Profitant toutefois du moment où Santana était allé fortifier un autre point, les Haïtiens parvinrent à occuper (non sans avoir perdu cent cinquante hommes) un défilé fort important appelé le Numéro ; mais dès le lendemain Santana était en face d’eux, et la nouvelle de sa réapparition s’étant, dans l’intervalle, répandue parmi les fuyards, son armée s’élevait au bout de deux jours à sept ou huit cents hommes, qui, embusqués dans des broussailles ou derrière d’énormes billes d’acajou, tuaient un à un les noirs que la soif attirait vers la rivière d’Ocoa[10]. Il n’y avait pas d’autre cours d’eau dans le voisinage ; mais soit que le nom de Santana eût déjà produit son effet habituel, soit que l’audace des Dominicains lui parût cacher un piège, l’armée haïtienne endura sans bouger, durant soixante heures, cette atroce privation ; les chevaux tombaient comme foudroyés ; les hommes, après avoir inutilement creusé des puits énormes, se voyaient réduits à broyer entre leurs dents des tiges à moitié calcinées de cactus pour en extraire un reste d’humidité qui trompât leur souffrance. À la fin, la souffrance l’emporta, et Soulouque se décida à tenter le passage. Ses dispositions étaient d’ailleurs si bien prises, qu’en quelques minutes la petite armée dominicaine allait être emprisonnée dans un feu demi-circulaire d’artillerie et de mousqueterie ; mais Santana, devinant le mouvement, se hâta de le déjouer en prenant l’offensive. S’il est beau de sauver son pays, ce n’est pas une raison pour le ruiner, et il fut décidé que chaque Dominicain ne brûlerait qu’une cartouche.

Les Haïtiens étaient fortifiés dans une position presque inaccessible et couverts par cinq canons qui, pendant une demi-heure, vomirent la mitraille sur les assaillans. Ceux-ci n’en souffrirent pas d’ailleurs beaucoup, car, dès qu’ils apercevaient la flamme, ils tombaient à plat ventre pour se relever aussitôt et continuer leur route en courant.
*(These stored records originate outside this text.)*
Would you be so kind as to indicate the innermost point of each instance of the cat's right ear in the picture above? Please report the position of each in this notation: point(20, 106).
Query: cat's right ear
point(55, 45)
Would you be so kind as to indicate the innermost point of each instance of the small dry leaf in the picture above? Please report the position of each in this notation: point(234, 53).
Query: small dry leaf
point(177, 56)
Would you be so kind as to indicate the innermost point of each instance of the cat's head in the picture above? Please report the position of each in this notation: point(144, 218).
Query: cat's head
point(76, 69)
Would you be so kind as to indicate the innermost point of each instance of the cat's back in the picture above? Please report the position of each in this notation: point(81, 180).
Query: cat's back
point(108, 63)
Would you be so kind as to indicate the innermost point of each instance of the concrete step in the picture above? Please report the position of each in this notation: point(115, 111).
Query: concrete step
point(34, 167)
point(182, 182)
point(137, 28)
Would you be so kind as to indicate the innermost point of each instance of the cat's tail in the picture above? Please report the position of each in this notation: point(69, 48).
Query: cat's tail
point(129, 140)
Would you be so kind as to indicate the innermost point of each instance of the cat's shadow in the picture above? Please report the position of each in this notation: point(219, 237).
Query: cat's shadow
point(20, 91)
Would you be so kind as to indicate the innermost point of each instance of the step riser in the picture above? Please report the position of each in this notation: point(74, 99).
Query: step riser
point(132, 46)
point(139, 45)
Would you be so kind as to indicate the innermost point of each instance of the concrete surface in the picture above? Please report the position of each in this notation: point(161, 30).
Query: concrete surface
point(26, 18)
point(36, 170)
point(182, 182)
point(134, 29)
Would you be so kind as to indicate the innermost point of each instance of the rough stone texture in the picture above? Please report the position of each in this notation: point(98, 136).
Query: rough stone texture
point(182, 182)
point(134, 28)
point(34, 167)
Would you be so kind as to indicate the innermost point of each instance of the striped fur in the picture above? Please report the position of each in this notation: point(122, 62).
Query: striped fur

Ils ne se décidèrent, de leur côté, à tirer qu’avec la certitude de ne pas gaspiller leur poudre, c’est-à-dire à bout portant. Cela fait, ils jetèrent leurs fusils et se ruèrent à coups de sabre et à coups de lance sur les masses ennemies, dont le feu cessa bientôt, car les boulets et les balles auraient dû aller chercher chaque Dominicain dans un cercle épais d’haïtiens. Ce fût un vrai combat de démons que surexcitaient, du côté des Dominicains, la rage de l’impossible, et, du côté des Haïtiens, la rage de la soif. Soulouque finit par crier lui-même : « Sauve qui peut ! » et l’armée noire se débanda, abandonnant six canons, plus de mille fusils, trois cents chevaux, quantité de munitions et de vivres, mais pas un blessé, car elle n’avait que des morts. Les Dominicains n’avaient pas fait de prisonniers, hormis un seul qui fut trouvé après l’action. Refoulés par les cavaliers de Santana dans un sentier étroit qui longeait la plage, les Haïtiens eurent encore à supporter dans leur fuite les bordées de la flottille dominicaine. Ils s’en vengèrent, comme nous l’avons vu, en incendiant dans leur fuite Azua, San-Juan et Las Matas. Soulouque s’arrogea l’honneur de mettre de sa propre main le feu à Azua, où il avait fait préalablement fusiller et mutiler les quelques soldats dominicains tombés en son pouvoir au début de la campagne. La destruction des arbres fruitiers, l’incendie des habitations des chantiers d’acajou et des plantations, le massacre de quelques familles isolées, marquèrent, sur une étendue de trente à quarante lieues, la retraite précipitée de Soulouque, qui fit porter sa rage jusque sur les animaux. Les soldats noirs crevaient les yeux à ceux qu’ils ne tuaient pas.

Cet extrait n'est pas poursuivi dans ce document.